Oggi sul “Domani” Emiliano Fittipaldi torna sul “luogo del delitto” (dopo aver sollevato per primo il caso “Ungheria” svelando alcuni verbali di Amara contro Giuseppe Conte) e prova a raccontare nel dettaglio come funzionano le relazioni e gli avvicinamenti tra i magistrati “affiliati” – sempre secondo Amara – alla loggia. «Sei mai stato in Ungheria?»: secondo Piero Amara era questa la “parola d’ordine” per riconoscere i “fratelli” della medesima loggia. «Se la persona non rispondeva alla domanda, significava che l’interlocutore – a cui si doveva pure premere per tre volte l’indice sul polso – era effettivamente un affiliato alla loggia coperta chiamata appunto “Ungheria”», spiega Fittipaldi leggendo le carte dei verbali.
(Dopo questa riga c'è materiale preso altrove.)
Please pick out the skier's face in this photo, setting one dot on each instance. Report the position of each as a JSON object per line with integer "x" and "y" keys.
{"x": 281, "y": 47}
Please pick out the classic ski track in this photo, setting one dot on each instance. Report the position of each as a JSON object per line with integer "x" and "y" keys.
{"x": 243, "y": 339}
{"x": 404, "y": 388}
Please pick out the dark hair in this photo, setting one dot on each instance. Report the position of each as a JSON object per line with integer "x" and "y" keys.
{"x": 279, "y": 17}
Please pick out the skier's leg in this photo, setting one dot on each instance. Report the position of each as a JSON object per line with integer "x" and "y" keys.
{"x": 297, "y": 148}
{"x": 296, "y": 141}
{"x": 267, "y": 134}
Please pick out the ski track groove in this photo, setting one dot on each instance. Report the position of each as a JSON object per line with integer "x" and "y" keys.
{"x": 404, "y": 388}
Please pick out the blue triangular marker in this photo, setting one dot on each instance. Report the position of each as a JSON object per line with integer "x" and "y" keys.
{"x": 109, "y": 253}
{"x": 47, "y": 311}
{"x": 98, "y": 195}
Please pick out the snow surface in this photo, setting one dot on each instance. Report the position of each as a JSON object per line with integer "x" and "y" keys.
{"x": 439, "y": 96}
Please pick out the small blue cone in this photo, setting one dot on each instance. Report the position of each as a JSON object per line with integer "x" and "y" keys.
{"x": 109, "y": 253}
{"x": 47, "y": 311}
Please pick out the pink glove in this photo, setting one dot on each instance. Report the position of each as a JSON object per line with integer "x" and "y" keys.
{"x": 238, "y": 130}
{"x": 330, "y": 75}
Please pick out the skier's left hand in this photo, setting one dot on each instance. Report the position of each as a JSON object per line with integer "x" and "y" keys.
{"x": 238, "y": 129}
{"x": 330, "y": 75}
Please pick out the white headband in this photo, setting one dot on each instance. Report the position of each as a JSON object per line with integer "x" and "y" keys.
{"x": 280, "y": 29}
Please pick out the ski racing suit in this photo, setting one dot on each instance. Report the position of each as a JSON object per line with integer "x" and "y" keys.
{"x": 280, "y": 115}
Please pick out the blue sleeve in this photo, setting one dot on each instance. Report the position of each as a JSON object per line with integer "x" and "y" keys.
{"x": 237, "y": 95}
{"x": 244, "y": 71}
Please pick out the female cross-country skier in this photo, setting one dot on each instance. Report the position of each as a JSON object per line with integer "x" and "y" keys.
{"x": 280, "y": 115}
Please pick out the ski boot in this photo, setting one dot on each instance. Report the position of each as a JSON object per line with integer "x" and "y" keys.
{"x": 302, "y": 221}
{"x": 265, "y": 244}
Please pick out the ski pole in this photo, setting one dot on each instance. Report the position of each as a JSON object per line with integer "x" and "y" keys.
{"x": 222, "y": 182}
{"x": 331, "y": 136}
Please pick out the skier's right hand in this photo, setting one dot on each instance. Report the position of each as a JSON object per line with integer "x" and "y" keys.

COME FUNZIONAVA LA (PRESUNTA) LOGGIA UNGHERIA

L’ex lobbista Amara ha raccontato un anno e mezzo fa ai magistrati di Milano e Perugia (ora titolari dell’indagine, ndr) che negli incontri della loggia vi erano veri e propri cenacoli, incontri carbonari, “segni di riconoscimento” in pieno stile massoneria. A coinvolgerlo nella loggia, secondo l’avvocato imputato che sta mettendo sotto sopra Csm e Davigo, un giudice siciliano come Giovanni Tinebra (ex procuratore Caltanissetta): il problema è che quel magistrato è morto nel 2017 e non potrà mai dunque confermare o smentire la versione di Amara. Una delle missioni della presunta loggia era quella di contrapporsi al “giustizialismo dilagante della magistratura italiana” e per questo vi facevano parte diversi membri togati di Mi, la corrente più moderata già travolta dallo scandalo Palamara. Chi veniva “sverginato” (affiliato) alla loggia doveva «lavorare a piazzare gli adepti di “Ungheria” nei palazzi del potere», al fine di smuovere le nomine del Csm e delle più importanti procure di Italia. Diversi poi i passaggi riportati dall’avvocato lobbista tra ulteriori trame, “movimenti” e favori avvallati anche all’interno del Consiglio Superiore di Magistratura. Secondo gli inquirenti però – conclude Fittipaldi – Amara «mischia elementi autentici, altri inverosimili e molti difficilmente riscontrabili». Una fonte vicina al dossier Ungheria (che prende il nome dalla piazza di Roma dove si sarebbero tenuti diversi incontri della presunta loggia, ndr) spiega al “Domani” «Amara e Calafiore (socio avvocato, ndr) o sono depilatori professionisti e allora devono essere accusati di calunnia aggravata, o il Paese è davvero in mano a logge che ricordano da vicino la P2». Ora sta a Raffaele Cantone a Perugia risolvere l’intricato caso, sapendo però che per un anno e mezzo quelle carte erano in mano prima ai pm di Milano, poi ad un membro del Csm come Davigo ma è stato decisa la strada del “silenzio”, l’unica non ammessa in teoria dalla legge.